Monday, February 5, 2018

Universal Dice - birth, love, hate, death


Universal Dice - birth, love, hate, death

Written and produced by Gerry Dantone, Universal Dice is an ambitious rock project and their latest release birth, love, hate, death is being billed as a flat out rock opera that throws back to the great work of everyone from Queen to The Who.  With 16 songs and none of them sounding very much alike, even though certain muscular musical ideas and serious lyrical themes that tackle life, death, love, loss, triumph and failure tie the entirety of this record into a cohesive whole.  Simply put, these songs belong with one another and anybody that’s got a hankering for some forward thinking yet oddly classic, blues-nuanced rock n’ roll is going to go buck wild for this release.   
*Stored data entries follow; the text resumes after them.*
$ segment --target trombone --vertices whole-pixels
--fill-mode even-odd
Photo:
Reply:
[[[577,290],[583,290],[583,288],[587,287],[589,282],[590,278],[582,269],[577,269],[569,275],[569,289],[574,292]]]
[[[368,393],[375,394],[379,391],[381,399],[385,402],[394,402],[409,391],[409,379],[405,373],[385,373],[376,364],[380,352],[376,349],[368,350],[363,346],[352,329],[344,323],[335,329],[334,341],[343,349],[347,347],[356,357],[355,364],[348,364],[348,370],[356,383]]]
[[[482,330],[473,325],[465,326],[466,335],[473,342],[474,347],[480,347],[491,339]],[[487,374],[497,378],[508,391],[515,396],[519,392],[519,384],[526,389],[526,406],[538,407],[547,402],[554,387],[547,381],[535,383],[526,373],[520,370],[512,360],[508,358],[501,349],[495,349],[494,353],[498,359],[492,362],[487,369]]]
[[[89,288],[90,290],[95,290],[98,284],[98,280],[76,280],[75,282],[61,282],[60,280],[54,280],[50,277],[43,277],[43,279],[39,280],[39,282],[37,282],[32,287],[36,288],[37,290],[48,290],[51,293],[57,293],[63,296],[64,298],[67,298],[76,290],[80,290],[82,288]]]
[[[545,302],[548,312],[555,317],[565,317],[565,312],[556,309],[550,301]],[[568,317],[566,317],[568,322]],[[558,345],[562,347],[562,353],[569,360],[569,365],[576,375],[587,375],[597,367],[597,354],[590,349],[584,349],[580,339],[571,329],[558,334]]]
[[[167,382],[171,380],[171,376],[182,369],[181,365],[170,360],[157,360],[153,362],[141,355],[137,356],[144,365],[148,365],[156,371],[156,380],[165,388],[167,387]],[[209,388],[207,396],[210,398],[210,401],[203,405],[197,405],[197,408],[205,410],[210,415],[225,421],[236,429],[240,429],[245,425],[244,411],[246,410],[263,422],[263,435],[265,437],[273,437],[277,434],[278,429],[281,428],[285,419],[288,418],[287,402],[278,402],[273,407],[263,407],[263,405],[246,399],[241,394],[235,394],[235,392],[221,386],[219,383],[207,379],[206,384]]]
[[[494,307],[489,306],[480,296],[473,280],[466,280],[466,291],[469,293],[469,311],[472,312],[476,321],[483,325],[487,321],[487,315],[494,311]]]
Songwriter/singer/bandleader Dantone is joined by a host of rock-solid musicians including lead guitarist Bob Barcus, bassist Eddie Canova and keyboardists Walt Sargent and Vincent Crici that make for a very full, very powerful sound with a big, bold backbone that hits hard more than it goes for the soft stuff (although the band is adept at ANY mood).  The album wanders between full on rock n’ roll bangers to slithering blues guitar deviations to poppy-inflected numbers that even bring home a few honest to goodness ballads along the way.  
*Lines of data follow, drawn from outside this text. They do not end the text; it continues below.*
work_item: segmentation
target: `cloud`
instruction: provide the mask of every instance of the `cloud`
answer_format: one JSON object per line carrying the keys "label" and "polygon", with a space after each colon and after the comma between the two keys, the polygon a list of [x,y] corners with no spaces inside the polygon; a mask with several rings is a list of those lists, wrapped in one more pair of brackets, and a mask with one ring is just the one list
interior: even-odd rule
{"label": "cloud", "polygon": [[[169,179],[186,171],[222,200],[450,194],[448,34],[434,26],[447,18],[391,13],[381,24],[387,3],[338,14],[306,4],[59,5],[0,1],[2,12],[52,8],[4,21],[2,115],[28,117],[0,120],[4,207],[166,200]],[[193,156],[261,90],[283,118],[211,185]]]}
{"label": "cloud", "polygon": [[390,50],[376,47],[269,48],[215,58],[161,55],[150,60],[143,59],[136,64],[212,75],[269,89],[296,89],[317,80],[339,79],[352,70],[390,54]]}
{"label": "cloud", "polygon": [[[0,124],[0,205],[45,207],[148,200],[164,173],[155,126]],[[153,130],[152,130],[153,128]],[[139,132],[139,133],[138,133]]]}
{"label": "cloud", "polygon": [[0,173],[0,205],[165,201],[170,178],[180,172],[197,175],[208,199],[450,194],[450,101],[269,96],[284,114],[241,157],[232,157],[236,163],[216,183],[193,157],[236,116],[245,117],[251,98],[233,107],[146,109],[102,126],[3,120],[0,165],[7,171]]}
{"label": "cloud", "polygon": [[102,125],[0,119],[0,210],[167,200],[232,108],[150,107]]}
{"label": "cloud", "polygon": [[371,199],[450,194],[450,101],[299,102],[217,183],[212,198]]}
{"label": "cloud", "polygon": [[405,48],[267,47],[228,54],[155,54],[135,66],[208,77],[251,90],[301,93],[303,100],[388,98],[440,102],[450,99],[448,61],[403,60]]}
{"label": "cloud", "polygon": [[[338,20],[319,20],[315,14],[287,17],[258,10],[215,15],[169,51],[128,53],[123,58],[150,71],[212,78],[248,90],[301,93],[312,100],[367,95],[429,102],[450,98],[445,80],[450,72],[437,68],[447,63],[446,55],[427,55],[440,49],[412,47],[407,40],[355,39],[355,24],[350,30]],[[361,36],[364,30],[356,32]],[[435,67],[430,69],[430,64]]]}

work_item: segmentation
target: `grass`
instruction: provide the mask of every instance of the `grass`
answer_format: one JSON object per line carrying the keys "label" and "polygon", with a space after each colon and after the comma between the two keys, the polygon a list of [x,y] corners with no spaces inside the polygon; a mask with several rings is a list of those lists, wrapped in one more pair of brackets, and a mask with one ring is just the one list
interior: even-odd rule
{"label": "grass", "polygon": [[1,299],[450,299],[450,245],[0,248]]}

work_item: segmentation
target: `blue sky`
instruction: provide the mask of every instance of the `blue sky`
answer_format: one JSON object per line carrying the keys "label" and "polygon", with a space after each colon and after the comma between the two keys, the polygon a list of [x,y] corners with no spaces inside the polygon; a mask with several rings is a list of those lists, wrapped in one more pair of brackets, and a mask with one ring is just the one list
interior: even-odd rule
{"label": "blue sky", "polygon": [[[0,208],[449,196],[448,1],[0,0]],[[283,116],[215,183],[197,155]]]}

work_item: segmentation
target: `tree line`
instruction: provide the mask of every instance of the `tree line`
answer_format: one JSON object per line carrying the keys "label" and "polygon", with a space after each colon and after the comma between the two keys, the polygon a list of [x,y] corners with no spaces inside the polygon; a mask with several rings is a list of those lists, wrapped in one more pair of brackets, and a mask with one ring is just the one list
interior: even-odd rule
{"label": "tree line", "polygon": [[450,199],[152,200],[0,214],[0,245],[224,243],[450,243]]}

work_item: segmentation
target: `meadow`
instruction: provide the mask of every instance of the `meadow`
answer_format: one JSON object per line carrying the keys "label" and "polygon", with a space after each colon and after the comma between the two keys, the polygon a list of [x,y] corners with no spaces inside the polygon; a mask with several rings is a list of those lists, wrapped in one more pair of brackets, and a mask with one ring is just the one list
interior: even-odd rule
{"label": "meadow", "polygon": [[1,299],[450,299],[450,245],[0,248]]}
The album starts off with pure abandon as the full-on rocker, “Welcome to the World’s” road ready, hard rock riffs go for broke only to simmer down to a slow boil for “I Wish I Could Tell You This” late 70s, knife-edge power blues complete with wah-soaked guitar licks and baroque organ playing.  It’s a sonic one-two, opening punch that kicks and sticks to the memory and practically cements the record as an instant classic.  Of course they still need to maintain momentum beyond the intro couplet but these guys know their stuff and maintain momentum they do.  There are some hints of Seger and other crunchy singer/songwriter legends on the crawly “Your Son” which furthers those big, brutish blues-inflections, the overcast lifting once again to provide some no-frills, riff-ready hard yet pop-leaned rock on “The Prophet’s” mix of KISS and The Who.  “My Hands Are Tied” follows a similar strutting attack pattern but goes for broke on the chorus harmony vocals, where a cosmic melody really twists the tune into a slick sing-a-long number.  I think Dantone himself does all of the percussion programming for his group, but only if you listen on close can you tell that the drumming is electronic and not manually performed and it too enhances the record in this quirky, cool way that perfectly works for the album’s epic intentions.  
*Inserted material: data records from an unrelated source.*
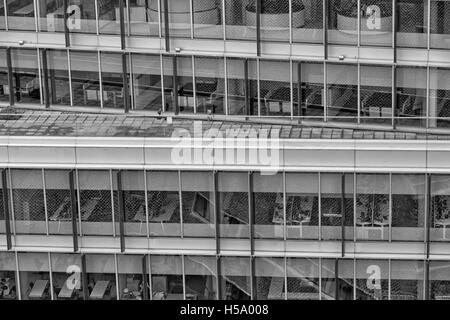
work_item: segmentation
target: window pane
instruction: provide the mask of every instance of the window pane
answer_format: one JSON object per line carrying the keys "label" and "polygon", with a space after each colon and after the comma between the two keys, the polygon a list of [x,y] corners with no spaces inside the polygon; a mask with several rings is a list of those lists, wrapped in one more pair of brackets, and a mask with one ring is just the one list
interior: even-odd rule
{"label": "window pane", "polygon": [[[258,71],[256,61],[228,58],[227,73],[228,114],[242,115],[248,113],[257,115]],[[250,110],[246,110],[247,104]]]}
{"label": "window pane", "polygon": [[[343,181],[344,190],[342,190]],[[353,239],[353,175],[322,173],[320,192],[322,239],[342,239],[342,200],[344,200],[345,238]]]}
{"label": "window pane", "polygon": [[430,261],[430,299],[448,300],[450,297],[450,263]]}
{"label": "window pane", "polygon": [[450,234],[450,176],[431,176],[431,241],[449,241]]}
{"label": "window pane", "polygon": [[182,172],[185,236],[215,237],[214,176],[210,172]]}
{"label": "window pane", "polygon": [[225,0],[226,38],[256,39],[256,1]]}
{"label": "window pane", "polygon": [[389,175],[356,175],[356,238],[389,239]]}
{"label": "window pane", "polygon": [[97,33],[95,1],[69,0],[67,27],[73,33]]}
{"label": "window pane", "polygon": [[225,114],[223,58],[195,58],[197,113]]}
{"label": "window pane", "polygon": [[41,170],[11,170],[14,220],[18,234],[46,234]]}
{"label": "window pane", "polygon": [[[156,7],[156,1],[153,1],[153,7]],[[169,7],[169,31],[170,36],[174,38],[187,38],[191,36],[191,8],[189,0],[167,1]],[[161,12],[165,10],[165,2],[161,1]],[[211,8],[209,1],[203,1],[205,9]],[[210,13],[212,14],[212,13]],[[165,36],[164,14],[161,14],[161,31]]]}
{"label": "window pane", "polygon": [[[126,8],[124,2],[124,17]],[[120,34],[119,0],[98,1],[98,28],[100,34]]]}
{"label": "window pane", "polygon": [[430,68],[430,127],[450,127],[450,70]]}
{"label": "window pane", "polygon": [[319,237],[319,181],[312,173],[286,173],[286,232],[292,239]]}
{"label": "window pane", "polygon": [[220,236],[249,237],[248,173],[219,172]]}
{"label": "window pane", "polygon": [[78,171],[81,228],[84,235],[112,235],[109,171]]}
{"label": "window pane", "polygon": [[39,31],[64,32],[64,1],[40,0],[39,4]]}
{"label": "window pane", "polygon": [[162,111],[160,56],[133,53],[131,58],[134,108],[137,110]]}
{"label": "window pane", "polygon": [[257,300],[284,300],[284,259],[255,258]]}
{"label": "window pane", "polygon": [[72,94],[75,106],[100,107],[97,52],[70,51]]}
{"label": "window pane", "polygon": [[361,0],[361,44],[392,46],[392,0]]}
{"label": "window pane", "polygon": [[125,14],[125,23],[130,21],[130,34],[136,36],[159,36],[158,1],[129,1],[129,15]]}
{"label": "window pane", "polygon": [[[122,55],[100,53],[102,70],[102,90],[104,108],[124,108],[125,90],[123,88]],[[128,61],[128,59],[127,59]]]}
{"label": "window pane", "polygon": [[50,300],[50,273],[47,253],[19,253],[22,300]]}
{"label": "window pane", "polygon": [[[174,61],[176,61],[176,90],[173,90]],[[180,112],[194,112],[194,90],[192,76],[192,57],[163,57],[164,92],[166,111],[175,111],[177,99]],[[176,91],[176,92],[174,92]]]}
{"label": "window pane", "polygon": [[52,253],[54,299],[83,300],[81,255]]}
{"label": "window pane", "polygon": [[361,66],[361,121],[392,123],[392,68]]}
{"label": "window pane", "polygon": [[[298,92],[300,75],[300,97]],[[323,120],[324,115],[324,86],[323,86],[323,64],[321,63],[293,63],[293,97],[294,116],[303,114],[311,120]],[[300,110],[298,100],[301,100]]]}
{"label": "window pane", "polygon": [[194,37],[223,39],[222,0],[193,0]]}
{"label": "window pane", "polygon": [[427,108],[427,72],[421,67],[397,70],[397,116],[399,124],[425,126]]}
{"label": "window pane", "polygon": [[392,175],[392,240],[425,238],[425,175]]}
{"label": "window pane", "polygon": [[9,101],[8,67],[4,49],[0,49],[0,101]]}
{"label": "window pane", "polygon": [[250,258],[221,257],[221,281],[223,300],[250,300]]}
{"label": "window pane", "polygon": [[6,0],[9,30],[36,30],[33,0]]}
{"label": "window pane", "polygon": [[353,300],[353,260],[321,259],[321,265],[322,300]]}
{"label": "window pane", "polygon": [[391,262],[391,300],[422,300],[424,292],[423,261]]}
{"label": "window pane", "polygon": [[86,255],[89,300],[116,300],[116,267],[113,255]]}
{"label": "window pane", "polygon": [[217,299],[217,265],[215,257],[185,256],[186,300]]}
{"label": "window pane", "polygon": [[427,0],[398,0],[397,45],[427,46]]}
{"label": "window pane", "polygon": [[0,30],[5,30],[5,6],[0,4]]}
{"label": "window pane", "polygon": [[11,49],[13,81],[17,103],[41,103],[36,49]]}
{"label": "window pane", "polygon": [[144,299],[143,259],[147,259],[147,256],[119,255],[117,257],[120,300]]}
{"label": "window pane", "polygon": [[151,256],[153,300],[184,300],[180,256]]}
{"label": "window pane", "polygon": [[179,236],[180,196],[178,172],[147,172],[150,235]]}
{"label": "window pane", "polygon": [[16,256],[0,252],[0,300],[16,300]]}
{"label": "window pane", "polygon": [[[299,3],[294,0],[292,9],[293,24],[297,26],[304,25],[305,6],[301,4],[301,1]],[[249,18],[250,15],[254,15],[254,12],[253,7],[247,9],[246,17]],[[289,12],[288,0],[261,0],[261,39],[289,42]]]}
{"label": "window pane", "polygon": [[328,41],[356,45],[358,41],[358,3],[330,0],[328,3]]}
{"label": "window pane", "polygon": [[358,67],[328,64],[327,116],[332,121],[355,122],[358,111]]}
{"label": "window pane", "polygon": [[291,115],[291,81],[288,61],[260,62],[261,116]]}
{"label": "window pane", "polygon": [[389,261],[356,260],[356,300],[388,300]]}
{"label": "window pane", "polygon": [[[72,234],[72,204],[68,170],[45,170],[49,234]],[[75,176],[75,175],[74,175]],[[74,213],[78,219],[78,212]]]}
{"label": "window pane", "polygon": [[67,51],[48,50],[48,88],[52,105],[70,106],[70,80]]}
{"label": "window pane", "polygon": [[292,41],[323,41],[323,4],[320,0],[292,1]]}
{"label": "window pane", "polygon": [[447,0],[431,0],[431,48],[450,49],[450,3]]}
{"label": "window pane", "polygon": [[3,190],[3,180],[0,172],[0,234],[6,233],[5,209],[3,207],[3,192],[8,193],[8,190]]}
{"label": "window pane", "polygon": [[255,238],[284,237],[283,175],[253,174]]}
{"label": "window pane", "polygon": [[287,298],[319,300],[319,259],[287,258]]}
“Take Me Home” is a real crunchy, crisp-riffed composition with some of the guitar-fury and rhythmic heft lifting on the heavily piano enhanced, positively gorgeous vocal musing and melodies of “Danielle.”  Again, these cats have far more sides and moods than the duo of Dr. Jekyll and Mr. Hyde…  It seems that the record never loses its peak moments and continually keeps cresting as it goes from strength to strength.  Whether pulling off some keyboard/vocal tenderness with “Honestly” and soulful closer “Forever,” or coming straight from the rock n’ roll gut on “I Love It When They Hate It” and “Better Man,” Universal Dice can do absolutely nothing wrong on this record.  If you long for the days when musical giants walked and ruled the Earth, then birth, love, death, hate will be exactly the kind of sonic reminder you’ve been hoping to hear for ages.  What an album, what a band; highly recommended!